Paper detail

Towards an improved understanding of the relative scintillation efficiency of nuclear recoils in liquid xenon

Liquid xenon (LXe) particle detectors are a powerful technology in the field of dark matter direct detection, having shown impressive results in recent years and holding strong possibility for leading the field in sensitivity to galactic weakly interacting massive particles (WIMPs) in the future. The search for WIMPs requires the capability to detect the recoiling nuclei that result when these particles interact with normal matter. In order to make meaningful statements about an observed signal, or lack thereof, the energy scale of recoiling nuclei in LXe must be known.
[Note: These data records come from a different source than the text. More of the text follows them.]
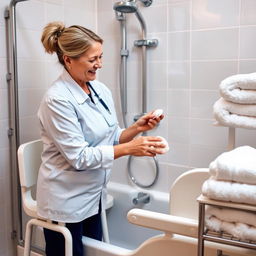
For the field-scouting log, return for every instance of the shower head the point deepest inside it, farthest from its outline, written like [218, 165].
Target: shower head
[125, 6]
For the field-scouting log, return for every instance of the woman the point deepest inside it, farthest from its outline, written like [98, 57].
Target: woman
[81, 138]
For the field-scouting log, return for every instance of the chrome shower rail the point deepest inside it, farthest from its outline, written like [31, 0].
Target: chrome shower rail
[122, 8]
[13, 131]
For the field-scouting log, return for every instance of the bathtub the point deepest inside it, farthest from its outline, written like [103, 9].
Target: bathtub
[127, 239]
[124, 236]
[175, 238]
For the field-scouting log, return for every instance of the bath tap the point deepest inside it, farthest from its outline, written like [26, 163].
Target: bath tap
[219, 253]
[142, 198]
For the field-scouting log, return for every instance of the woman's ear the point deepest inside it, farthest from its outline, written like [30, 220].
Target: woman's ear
[67, 61]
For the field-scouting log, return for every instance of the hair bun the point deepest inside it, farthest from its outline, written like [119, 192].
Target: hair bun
[51, 33]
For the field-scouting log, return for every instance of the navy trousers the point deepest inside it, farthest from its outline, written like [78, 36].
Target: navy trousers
[90, 227]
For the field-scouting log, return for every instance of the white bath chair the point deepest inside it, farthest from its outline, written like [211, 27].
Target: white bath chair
[29, 160]
[180, 227]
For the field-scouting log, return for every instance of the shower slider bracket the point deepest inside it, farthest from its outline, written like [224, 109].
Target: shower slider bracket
[146, 42]
[124, 52]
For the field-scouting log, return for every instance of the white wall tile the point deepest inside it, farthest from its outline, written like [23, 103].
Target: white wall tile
[159, 22]
[247, 66]
[215, 44]
[157, 99]
[203, 133]
[178, 75]
[245, 137]
[31, 74]
[248, 16]
[29, 44]
[53, 12]
[212, 13]
[202, 156]
[178, 153]
[178, 46]
[179, 16]
[208, 74]
[108, 24]
[178, 103]
[157, 75]
[30, 15]
[52, 71]
[81, 17]
[178, 129]
[29, 100]
[109, 75]
[248, 37]
[202, 103]
[174, 171]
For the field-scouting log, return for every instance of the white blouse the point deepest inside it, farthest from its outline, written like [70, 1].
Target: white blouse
[78, 137]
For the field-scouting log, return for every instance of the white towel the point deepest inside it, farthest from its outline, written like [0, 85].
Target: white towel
[231, 215]
[235, 115]
[236, 165]
[229, 191]
[239, 88]
[239, 230]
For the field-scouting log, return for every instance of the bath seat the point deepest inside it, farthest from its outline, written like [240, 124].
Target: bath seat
[180, 228]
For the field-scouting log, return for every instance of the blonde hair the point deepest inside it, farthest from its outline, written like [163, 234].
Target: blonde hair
[72, 41]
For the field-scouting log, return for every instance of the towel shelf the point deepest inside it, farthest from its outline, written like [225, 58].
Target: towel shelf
[220, 237]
Our understanding of this energy scale is contained in a quantity called the relative scintillation efficiency of nuclear recoils, or L_eff, and has been studied extensively in the literature, producing seemingly contradictory results. I examine all the measurements of L_eff that exist, both direct and indirect, and extract the energy dependent behavior that is statistically consistent globally with all values. Additionally, I examine the measurements covering low energies (>~10 keV, where the largest disagreements exist) and attempt to diagnose the systematic effects that have led to the observed inconsistencies. I show that virtually all major disparity arises due to efficiency roll-off of the detectors at the low energies, and, when taking this into account, find that the observed behavior of L_eff supports a slowly and smoothly decreasing value with decreasing energy. Finally, I discuss the prospects for future measurements, and derive a practical limit to what can be achieved.